- Coat of arms
- Location of Willstätt within Ortenaukreis district
- Location of Willstätt
- Willstätt Willstätt
- Coordinates: 48°32′30″N 07°53′47″E﻿ / ﻿48.54167°N 7.89639°E
- Country: Germany
- State: Baden-Württemberg
- Admin. region: Freiburg
- District: Ortenaukreis

Government
- • Mayor (2019–27): Christian Huber

Area
- • Total: 55.27 km^{2} (21.34 sq mi)
- Elevation: 142 m (466 ft)

Population (2023-12-31)
- • Total: 10,103
- • Density: 182.8/km^{2} (473.4/sq mi)
- Time zone: UTC+01:00 (CET)
- • Summer (DST): UTC+02:00 (CEST)
- Postal codes: 77731
- Dialling codes: 07852
- Vehicle registration: OG, BH, KEL, LR, WOL
- Website: www.willstaett.de

= Willstätt =

Willstätt (/de/) is a municipality in the district of Ortenau in Baden-Württemberg in Germany, with a population of 9,787 as at December 31, 2017. It is around 12 km east of Strasbourg's city centre.

== Demographics ==

Willstätt's population 2005-2017
| 2005 | 2006 | 2008 | 2010 | 2012 | 2013 | 2015 | 2016 | 2017 |
|---|---|---|---|---|---|---|---|---|
| 9,787 | 9172 | 9088 | 9096 | 9213 | 9352 | 9569 | 9680 | 9787 |

==History==
===Medieval===
The earliest known mention to the town is from 1232.

===Early Modern===
In September 1634, three weeks after their biggest victory of the war at Nördlingen, Willstätt was burned as a result of a skirmish between Catholics under Jan von Werth and Swedes under Rheingrave Otto Louis.

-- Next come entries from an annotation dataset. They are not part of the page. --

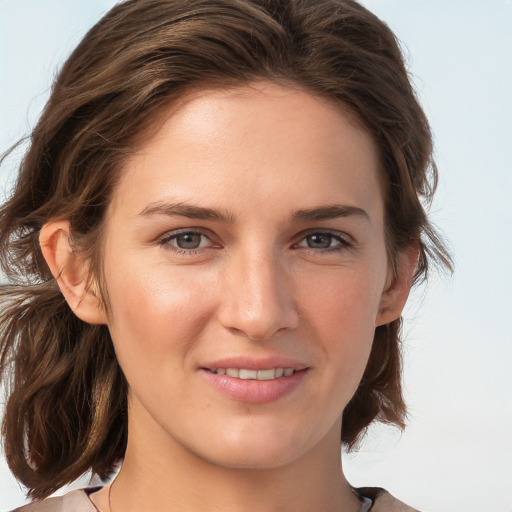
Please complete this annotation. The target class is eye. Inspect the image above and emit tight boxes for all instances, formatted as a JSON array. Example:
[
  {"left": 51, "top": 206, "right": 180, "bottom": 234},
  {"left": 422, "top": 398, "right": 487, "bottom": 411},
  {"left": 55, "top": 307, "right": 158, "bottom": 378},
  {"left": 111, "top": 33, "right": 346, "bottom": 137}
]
[
  {"left": 297, "top": 233, "right": 352, "bottom": 249},
  {"left": 160, "top": 231, "right": 212, "bottom": 252}
]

In August 1643 Imperialist forces took the town's castle. On 1 August 1675, during the Rhineland campaign of the 1672-1678 Franco-Dutch War, a French army under Comte de Lorges and an Imperial force led by Raimondo Montecuccoli fought a battle nearby at Altenheim, Neuried.

On October 30, 1754, the tower of the Lutheran church, which was to be planned to be inaugurated on this day collapsed and destroyed many parts of the church as result of a bad foundation. It was later rebuilt with a foundation consisting of oak pillars and the inauguration of the church took then place on November 11, 1756.